Vengo quindi alla sfida che il design secondo me deve urgentemente affrontare di per sé: ritrovare se stesso attraverso la preparazione, lo studio e la ricerca del senso.
Di recente abbiamo abbattuto barriere, fruito di contaminazioni con altre discipline, beneficiato di trasversalità.
Ma ora credo sia importante tornare al design e fare chiarezza, studiare e prepararsi. Ci sono tanti modi di fare design, ma ognuno richiede la sua conoscenza puntuale e specifica.
Sento urgente l’esigenza di fermarsi prima di fare e pensare al perché, al senso del fare. Perché fare un libro, una mostra, una collezione, una fiera, un prodotto? Non rispondere velocemente alla richiesta di un committente, ma cercare il senso di quell’azione.

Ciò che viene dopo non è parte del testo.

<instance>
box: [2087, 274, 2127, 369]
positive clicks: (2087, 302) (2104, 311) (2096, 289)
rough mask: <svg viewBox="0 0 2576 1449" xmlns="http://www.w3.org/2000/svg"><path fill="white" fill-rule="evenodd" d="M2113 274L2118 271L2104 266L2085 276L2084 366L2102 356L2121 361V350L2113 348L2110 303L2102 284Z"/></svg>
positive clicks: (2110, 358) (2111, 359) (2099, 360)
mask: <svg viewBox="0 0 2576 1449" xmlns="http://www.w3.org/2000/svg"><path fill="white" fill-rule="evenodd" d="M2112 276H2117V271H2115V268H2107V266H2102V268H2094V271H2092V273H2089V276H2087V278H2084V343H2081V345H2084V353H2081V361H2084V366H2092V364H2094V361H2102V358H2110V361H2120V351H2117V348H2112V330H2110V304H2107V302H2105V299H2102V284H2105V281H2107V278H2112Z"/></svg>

Per questo ritorno al sempre geniale schema di Munari sul processo della Creatività. Proprio allo step “Creatività” Munari dava pochissime spiegazioni, diceva che era una sintesi del lavoro precedente, quello pre-progettuale. E soprattutto che tutto parte dalla corretta “enunciazione del problema”.
Ecco, mi sembra che sia urgente ripartire dall’enunciazione dei problemi, anche quando non siamo chiamati a risolverli, ma a porli come fa il design critico e speculativo. Chiarezza nel senso, più preparazione. Le intuizioni hanno senso se sono precedute dalla preparazione, altrimenti sono espressioni dilettantesche, non professionali. Ripartirei da queste sfide".